Social media is another part of the ongoing interaction internet-based writers have with their readers. Prior to media like Facebook and Twitter, many sites already had talkback or comments sections somewhere on the site, if not on each individual article. In a sense, social media has provided an immediate connection with the critical community and the readership of all writing about film, because it allows strangers to view content via links or other mentions from friends, colleagues and other respected authorities.

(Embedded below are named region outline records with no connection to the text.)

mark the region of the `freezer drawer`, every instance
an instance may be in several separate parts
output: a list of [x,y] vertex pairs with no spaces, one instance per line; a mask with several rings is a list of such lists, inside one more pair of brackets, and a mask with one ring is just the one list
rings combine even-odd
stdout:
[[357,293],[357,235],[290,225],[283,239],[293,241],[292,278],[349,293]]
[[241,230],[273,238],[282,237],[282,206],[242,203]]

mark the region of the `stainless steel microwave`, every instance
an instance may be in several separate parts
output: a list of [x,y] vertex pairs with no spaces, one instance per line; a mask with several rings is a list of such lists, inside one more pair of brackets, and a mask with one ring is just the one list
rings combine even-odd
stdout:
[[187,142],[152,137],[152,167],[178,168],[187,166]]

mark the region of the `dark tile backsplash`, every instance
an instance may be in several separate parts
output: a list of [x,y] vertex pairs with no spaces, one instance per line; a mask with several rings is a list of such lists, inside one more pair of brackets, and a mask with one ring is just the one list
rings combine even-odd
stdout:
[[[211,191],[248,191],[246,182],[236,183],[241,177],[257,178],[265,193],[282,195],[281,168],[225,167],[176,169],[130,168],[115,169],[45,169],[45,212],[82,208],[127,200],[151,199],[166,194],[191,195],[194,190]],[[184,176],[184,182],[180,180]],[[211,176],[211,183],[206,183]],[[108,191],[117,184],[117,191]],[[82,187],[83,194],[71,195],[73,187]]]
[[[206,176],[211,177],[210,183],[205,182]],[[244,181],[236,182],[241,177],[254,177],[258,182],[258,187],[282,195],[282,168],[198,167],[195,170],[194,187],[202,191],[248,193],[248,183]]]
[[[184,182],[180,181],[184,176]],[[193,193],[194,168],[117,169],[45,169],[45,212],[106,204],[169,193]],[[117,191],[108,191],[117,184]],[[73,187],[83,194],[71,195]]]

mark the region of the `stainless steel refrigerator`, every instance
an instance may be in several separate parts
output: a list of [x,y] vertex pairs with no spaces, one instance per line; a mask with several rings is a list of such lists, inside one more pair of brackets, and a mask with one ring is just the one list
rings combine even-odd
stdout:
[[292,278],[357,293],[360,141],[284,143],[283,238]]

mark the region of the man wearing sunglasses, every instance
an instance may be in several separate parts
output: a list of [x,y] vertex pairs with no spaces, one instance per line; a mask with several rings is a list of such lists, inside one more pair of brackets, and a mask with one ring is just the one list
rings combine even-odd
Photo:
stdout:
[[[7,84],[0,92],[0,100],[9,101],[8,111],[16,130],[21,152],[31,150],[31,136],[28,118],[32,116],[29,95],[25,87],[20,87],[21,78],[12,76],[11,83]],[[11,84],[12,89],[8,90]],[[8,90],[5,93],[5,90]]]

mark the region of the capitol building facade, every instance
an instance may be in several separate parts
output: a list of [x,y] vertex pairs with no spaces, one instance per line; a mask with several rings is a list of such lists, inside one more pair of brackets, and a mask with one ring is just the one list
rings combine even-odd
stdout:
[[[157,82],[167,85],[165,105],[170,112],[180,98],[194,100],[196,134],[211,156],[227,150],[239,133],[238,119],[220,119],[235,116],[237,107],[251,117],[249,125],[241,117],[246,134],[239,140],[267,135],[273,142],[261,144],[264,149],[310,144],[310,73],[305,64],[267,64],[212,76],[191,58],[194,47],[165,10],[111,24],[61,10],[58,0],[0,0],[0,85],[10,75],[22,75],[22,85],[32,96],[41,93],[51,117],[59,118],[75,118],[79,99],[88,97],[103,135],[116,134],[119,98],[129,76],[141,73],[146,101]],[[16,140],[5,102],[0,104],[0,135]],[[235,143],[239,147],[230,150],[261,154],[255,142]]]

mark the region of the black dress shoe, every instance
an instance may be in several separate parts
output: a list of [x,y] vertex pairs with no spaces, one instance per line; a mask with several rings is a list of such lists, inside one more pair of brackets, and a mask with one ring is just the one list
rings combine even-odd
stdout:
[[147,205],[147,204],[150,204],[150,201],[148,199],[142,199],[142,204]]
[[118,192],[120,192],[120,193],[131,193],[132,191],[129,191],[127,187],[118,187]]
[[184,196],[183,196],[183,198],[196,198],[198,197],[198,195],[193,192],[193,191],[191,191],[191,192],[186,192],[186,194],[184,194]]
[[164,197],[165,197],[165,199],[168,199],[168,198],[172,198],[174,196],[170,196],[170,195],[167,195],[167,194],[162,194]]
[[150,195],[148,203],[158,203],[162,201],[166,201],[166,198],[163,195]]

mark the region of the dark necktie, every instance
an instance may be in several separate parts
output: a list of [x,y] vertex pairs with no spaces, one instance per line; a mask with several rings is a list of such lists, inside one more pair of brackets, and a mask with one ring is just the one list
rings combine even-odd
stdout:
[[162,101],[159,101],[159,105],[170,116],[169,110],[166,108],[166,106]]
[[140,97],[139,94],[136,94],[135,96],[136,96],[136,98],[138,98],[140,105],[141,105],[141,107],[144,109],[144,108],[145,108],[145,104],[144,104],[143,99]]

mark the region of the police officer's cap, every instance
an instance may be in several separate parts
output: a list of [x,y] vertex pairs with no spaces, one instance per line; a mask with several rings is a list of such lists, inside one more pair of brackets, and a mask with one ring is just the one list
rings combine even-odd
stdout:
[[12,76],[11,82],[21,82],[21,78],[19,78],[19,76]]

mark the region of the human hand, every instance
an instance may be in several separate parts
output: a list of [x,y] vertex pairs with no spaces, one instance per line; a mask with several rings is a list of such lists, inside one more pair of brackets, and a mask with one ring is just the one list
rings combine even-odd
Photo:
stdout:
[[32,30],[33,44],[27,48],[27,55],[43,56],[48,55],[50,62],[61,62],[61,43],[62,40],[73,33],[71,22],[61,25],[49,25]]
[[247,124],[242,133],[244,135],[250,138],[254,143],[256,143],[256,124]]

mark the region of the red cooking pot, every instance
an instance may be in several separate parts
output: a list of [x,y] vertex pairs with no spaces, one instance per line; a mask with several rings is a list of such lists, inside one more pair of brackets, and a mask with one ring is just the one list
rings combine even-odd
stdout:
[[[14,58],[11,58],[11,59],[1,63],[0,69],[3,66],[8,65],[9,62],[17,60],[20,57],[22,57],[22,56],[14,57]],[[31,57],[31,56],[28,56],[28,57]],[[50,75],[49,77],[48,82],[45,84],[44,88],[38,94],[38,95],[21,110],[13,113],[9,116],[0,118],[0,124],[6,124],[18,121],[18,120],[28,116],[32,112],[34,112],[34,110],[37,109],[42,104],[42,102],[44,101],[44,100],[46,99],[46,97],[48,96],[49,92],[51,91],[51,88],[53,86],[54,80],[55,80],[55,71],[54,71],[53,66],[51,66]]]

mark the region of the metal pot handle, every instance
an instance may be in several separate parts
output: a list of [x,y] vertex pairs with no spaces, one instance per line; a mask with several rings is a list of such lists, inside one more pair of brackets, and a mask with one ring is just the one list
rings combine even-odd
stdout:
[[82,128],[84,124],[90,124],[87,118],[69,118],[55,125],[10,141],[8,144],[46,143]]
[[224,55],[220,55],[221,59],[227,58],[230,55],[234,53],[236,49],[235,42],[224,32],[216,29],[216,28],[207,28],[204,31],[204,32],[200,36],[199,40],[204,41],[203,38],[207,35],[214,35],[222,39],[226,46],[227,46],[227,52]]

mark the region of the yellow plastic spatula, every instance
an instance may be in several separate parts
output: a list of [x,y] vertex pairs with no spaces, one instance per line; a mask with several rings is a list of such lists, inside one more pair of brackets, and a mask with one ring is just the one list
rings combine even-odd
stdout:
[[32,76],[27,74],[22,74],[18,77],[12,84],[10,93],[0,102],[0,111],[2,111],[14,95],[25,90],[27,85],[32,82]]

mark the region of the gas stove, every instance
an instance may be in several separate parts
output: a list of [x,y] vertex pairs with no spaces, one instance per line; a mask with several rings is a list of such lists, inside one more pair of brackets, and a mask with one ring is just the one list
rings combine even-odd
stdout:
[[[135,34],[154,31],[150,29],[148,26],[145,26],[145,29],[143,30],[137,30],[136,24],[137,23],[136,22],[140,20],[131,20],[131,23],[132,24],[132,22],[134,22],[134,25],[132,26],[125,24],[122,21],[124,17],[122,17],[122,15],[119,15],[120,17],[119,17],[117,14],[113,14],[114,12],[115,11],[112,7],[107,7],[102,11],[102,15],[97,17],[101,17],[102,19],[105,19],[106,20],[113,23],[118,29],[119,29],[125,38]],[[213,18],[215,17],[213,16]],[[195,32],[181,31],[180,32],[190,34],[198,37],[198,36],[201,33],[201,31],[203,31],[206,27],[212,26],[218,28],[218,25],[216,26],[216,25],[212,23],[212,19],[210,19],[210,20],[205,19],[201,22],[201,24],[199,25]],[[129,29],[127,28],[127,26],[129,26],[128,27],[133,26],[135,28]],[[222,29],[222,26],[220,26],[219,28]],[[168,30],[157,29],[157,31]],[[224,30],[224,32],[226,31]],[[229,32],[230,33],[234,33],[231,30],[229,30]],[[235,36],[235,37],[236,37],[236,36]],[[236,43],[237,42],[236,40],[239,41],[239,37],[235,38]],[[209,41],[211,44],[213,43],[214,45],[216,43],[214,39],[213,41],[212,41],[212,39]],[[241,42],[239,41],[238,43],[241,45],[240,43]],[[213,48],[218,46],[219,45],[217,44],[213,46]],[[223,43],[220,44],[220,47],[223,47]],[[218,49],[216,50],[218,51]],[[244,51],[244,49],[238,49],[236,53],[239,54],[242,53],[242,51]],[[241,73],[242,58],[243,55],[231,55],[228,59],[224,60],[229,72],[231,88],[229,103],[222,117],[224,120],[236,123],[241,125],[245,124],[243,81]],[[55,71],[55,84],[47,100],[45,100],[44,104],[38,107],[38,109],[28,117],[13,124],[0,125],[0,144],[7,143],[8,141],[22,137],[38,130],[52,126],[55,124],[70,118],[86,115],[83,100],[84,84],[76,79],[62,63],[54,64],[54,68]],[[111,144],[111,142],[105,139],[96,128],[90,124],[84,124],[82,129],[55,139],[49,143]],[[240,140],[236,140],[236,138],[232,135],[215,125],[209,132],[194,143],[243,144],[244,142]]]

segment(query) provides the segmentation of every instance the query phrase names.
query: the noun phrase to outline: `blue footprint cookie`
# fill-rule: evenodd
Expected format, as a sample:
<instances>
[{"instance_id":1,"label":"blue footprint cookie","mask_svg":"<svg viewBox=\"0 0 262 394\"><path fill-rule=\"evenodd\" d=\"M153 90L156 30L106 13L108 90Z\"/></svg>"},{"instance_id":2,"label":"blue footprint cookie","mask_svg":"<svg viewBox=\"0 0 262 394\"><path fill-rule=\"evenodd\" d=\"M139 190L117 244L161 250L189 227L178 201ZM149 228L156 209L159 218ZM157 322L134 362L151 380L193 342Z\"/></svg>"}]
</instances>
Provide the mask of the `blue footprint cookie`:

At the same time, it has intensified the idea of the internet’s democratizing impact on contemporary culture, because it basically allows everyone to interact with anyone, and as a result there are many readers who feel that their ability to discuss or analyze films is as valid or insightful as that of professional critics. While there are thousands of nonprofessional writers with brilliant writing and critical skills, the end result is the devaluing of professional film criticism; and although complaints about that have proliferated for decades, it means that the intellectual, and yes, monetary value of good criticism diminishes, and it levels the playing field for aspiring writers who will write cheaply or even for free writers but perhaps have less experience or expertise – which the impact on other professional critics notwithstanding, generates less interesting and important criticism for readers.